One of the biggest lessons was the importance of feature scaling. Initially, my model’s weights would explode, or the loss would get stuck, all because my features were on wildly different scales (I forgot that lesson learned from the housing dataset in the last post). Once I standardized everything (sklearn.StandardScaler). I also learned that the learning rate is a delicate balance, too high and the model diverges, too low and it barely learns. Watching the loss curve in real time was a great way to tune this and see if my model was improving.

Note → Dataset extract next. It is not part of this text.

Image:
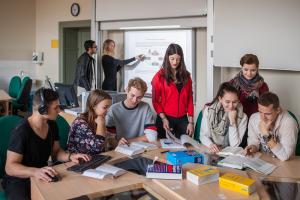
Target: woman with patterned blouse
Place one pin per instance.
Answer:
(88, 131)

I encountered several numerical issues, including overflow in the sigmoid function and the problem of taking the log of zero. These bugs taught me always to clip my predicted probabilities and inputs to the sigmoid. Interpreting the loss curve became second nature: if it’s flat or bouncing around, something’s wrong; if it’s steadily dropping, I’m on the right track.
Most of all, this project was a reminder that machine learning is an iterative, hands-on process, like regular run of the mill product development. I had to debug, experiment, and check every step. It’s not just about getting a model to run, but about understanding every part and being able to explain why it works.